STARKVILLE, Miss.–Mississippi State’s extensively renovated and expanded student union building is receiving special recognition from an international organization.  The Dean W. Colvard Student Union, which reopened in January 2008, is among eight featured recently in the Bulletin of the Association of College Unions International. Also spotlighted in an article titled “Renovation & Construction Showcase” were similar collegiate facilities in California, Indiana, Nebraska, Pennsylvania, Texas, Utah, and Wisconsin.  ACUI membership includes hundreds of institutions of higher learning throughout the United States and six other countries. The Bulletin, a full-color, bi-monthly magazine, is the official publication of the Bloomington, Ind.-based non-profit organization.

 

The Union–its original name–opened in 1964 as Mississippi State’s “campus living room.” Over the next decade, its nearly 9,400 square feet of assignable space for recreational activities, dining, meetings and assemblies areas, and staff offices were determined to be inadequate for meeting the needs of a rapidly growing student population.  Sitting on a portion of land previously occupied by the mammoth Old Main Dormitory, the center-campus building was renamed in the mid 1980s for the land-grant institution’s 12th president in whose administration its construction was approved.
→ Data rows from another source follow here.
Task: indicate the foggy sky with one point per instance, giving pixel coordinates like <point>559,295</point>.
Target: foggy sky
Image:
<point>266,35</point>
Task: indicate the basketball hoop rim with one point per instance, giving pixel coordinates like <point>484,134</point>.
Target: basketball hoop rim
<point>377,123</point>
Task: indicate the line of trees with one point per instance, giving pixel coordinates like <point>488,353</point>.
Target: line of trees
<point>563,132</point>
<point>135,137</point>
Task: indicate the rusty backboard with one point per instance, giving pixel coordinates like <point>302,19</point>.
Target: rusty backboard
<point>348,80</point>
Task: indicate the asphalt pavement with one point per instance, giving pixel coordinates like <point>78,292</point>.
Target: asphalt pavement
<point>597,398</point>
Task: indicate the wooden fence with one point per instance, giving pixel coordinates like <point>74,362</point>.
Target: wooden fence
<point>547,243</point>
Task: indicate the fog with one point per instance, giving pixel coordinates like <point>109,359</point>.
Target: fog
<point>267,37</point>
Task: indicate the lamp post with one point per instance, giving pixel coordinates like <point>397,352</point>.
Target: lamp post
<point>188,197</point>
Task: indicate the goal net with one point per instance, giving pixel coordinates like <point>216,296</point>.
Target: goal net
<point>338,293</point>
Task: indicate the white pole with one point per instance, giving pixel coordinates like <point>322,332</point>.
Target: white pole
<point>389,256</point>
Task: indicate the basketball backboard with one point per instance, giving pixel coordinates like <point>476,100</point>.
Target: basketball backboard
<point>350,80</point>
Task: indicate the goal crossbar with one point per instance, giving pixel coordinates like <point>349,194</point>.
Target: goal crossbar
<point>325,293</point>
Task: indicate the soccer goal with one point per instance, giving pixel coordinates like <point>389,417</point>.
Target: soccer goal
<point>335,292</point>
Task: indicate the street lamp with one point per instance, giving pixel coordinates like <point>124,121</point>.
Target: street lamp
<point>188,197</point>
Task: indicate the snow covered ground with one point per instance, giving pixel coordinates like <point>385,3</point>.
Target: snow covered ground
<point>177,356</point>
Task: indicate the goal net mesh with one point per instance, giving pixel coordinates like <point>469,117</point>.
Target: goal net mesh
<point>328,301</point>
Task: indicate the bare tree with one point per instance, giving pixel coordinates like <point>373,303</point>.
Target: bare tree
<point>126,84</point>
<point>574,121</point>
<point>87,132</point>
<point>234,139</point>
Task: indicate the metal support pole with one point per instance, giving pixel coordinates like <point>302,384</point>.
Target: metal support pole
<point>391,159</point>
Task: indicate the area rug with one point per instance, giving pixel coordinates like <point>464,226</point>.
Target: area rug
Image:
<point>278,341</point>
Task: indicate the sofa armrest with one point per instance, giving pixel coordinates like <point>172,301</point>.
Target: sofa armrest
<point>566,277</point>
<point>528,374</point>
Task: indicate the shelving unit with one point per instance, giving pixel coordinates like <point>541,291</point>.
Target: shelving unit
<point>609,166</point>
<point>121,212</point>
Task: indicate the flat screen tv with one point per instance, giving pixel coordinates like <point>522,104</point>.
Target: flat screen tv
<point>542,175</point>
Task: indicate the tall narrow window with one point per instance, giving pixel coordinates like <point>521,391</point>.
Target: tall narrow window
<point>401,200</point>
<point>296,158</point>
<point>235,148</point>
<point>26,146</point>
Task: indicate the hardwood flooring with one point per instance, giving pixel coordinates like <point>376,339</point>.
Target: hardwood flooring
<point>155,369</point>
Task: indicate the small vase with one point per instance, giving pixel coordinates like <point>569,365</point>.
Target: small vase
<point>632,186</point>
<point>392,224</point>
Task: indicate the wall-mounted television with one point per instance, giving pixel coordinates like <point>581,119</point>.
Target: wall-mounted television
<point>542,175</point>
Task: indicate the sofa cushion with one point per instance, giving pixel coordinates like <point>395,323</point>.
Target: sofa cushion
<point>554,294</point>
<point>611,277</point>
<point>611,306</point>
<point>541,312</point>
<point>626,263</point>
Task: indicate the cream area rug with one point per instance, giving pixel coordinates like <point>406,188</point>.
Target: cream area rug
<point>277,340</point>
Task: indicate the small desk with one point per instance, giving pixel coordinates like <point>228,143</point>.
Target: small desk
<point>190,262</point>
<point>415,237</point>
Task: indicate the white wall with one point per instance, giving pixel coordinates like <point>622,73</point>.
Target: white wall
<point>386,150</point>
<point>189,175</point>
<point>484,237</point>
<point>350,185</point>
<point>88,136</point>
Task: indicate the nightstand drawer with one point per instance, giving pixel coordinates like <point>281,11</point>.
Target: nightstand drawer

For the most part, however, the three-story structure remained largely unchanged until early 2006, when the expansion and renovation efforts got under way.

 

“In addition to altering the old building, we added 17,000 square feet of new space,” said director Edwin M. Keith. “The Colvard Student Union now is a modern facility that embraces and blends well with the history and traditions of the state’s largest university.”

 

Keith said the project was made possible through a combination of state funding, student fees and university support. The building’s design was created by JH&H Architects of Jackson, with construction completed by West Brothers of Columbus.